The Ruesch Collection and Whistler's Themes

Whistler's lithographs, like his art in general, study a handful of themes that recur throughout his career. With 67 subjects from Whistler's 179 lithographs, the Ruesch Collection represents these themes loosely in proportion to their numbers in Whistler's art. The Ruesch Collection is not, however, an impersonal survey. First, it is especially strong in works of the 1890s, which show Whistler's greatest technical and expressive subtlety. Second, of all Whistler's subjects it represents portraiture best of all Whistler's subjects. I will discuss the themes in the order of their place in the Collection.

 

Portraits

Portraiture records not just the face, but also the social status and role of the sitter. Whistler transcended this social function in painting and in printmaking, though he gave society its due. Costume, body language, and setting (if any) mark the social identity of each sitter. At the same time, Whistler's portraits evoke not only individual character but also deep feelings about human nature and the experience of life. He treated commissioned portraits and those of his friends and family exactly the same. Some are titled with the sitter's name, and others have depersonalized titles to emphasize the suggestions of mood and character.

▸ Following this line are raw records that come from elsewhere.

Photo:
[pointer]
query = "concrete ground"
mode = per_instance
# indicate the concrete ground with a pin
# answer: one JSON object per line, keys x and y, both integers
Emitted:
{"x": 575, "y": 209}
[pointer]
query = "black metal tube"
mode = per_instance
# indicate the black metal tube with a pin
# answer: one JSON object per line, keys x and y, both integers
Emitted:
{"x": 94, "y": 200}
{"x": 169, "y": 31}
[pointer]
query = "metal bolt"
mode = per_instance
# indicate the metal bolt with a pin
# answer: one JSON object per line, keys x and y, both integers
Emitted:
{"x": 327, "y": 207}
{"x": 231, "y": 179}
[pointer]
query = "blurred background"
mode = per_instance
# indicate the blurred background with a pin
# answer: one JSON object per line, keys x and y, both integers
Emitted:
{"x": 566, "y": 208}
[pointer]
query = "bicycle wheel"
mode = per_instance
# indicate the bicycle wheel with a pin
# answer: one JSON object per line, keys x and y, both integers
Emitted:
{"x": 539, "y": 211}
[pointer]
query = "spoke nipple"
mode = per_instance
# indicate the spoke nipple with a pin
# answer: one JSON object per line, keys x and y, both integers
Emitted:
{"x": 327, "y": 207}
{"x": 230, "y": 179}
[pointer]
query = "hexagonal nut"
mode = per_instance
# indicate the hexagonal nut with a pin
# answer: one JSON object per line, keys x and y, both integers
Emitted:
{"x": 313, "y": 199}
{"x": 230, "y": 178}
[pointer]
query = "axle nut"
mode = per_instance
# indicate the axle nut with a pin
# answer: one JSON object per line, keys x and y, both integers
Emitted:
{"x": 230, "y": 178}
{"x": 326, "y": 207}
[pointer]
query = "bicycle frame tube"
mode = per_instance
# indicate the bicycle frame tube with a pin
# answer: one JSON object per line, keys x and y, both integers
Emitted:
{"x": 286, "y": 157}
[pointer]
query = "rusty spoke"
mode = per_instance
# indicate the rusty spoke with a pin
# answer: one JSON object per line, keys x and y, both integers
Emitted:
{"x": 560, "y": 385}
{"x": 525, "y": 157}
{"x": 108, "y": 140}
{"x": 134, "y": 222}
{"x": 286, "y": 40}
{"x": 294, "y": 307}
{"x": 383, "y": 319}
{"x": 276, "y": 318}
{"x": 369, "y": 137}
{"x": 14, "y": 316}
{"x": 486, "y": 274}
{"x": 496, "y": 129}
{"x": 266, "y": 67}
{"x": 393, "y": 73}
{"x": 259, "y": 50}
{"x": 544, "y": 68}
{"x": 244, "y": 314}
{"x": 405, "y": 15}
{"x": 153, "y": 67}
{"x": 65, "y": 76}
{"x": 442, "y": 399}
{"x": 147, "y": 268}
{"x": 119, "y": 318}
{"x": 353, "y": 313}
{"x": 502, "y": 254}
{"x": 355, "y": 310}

By his own account, Whistler progressively reduced the detail in each painted portrait so as to allow more subjective reading. In lithographs, however, the artist does not literally build up to a finished surface. Therefore Whistler had to visualize a nuanced image from the start. The process was difficult, and occasionally it went awry. More than his other subjects, Whistler's lithographs include unsatisfactory or even discarded portraits, which may have been printed in only a few trial proofs. When he drew multiple versions of a subject, he always designated his preferred version as "No. 1," or left it without number in the title, even though it was the last to be made. Alternatives were numbered in descending order of his preference: "No. 2," or sometimes even more.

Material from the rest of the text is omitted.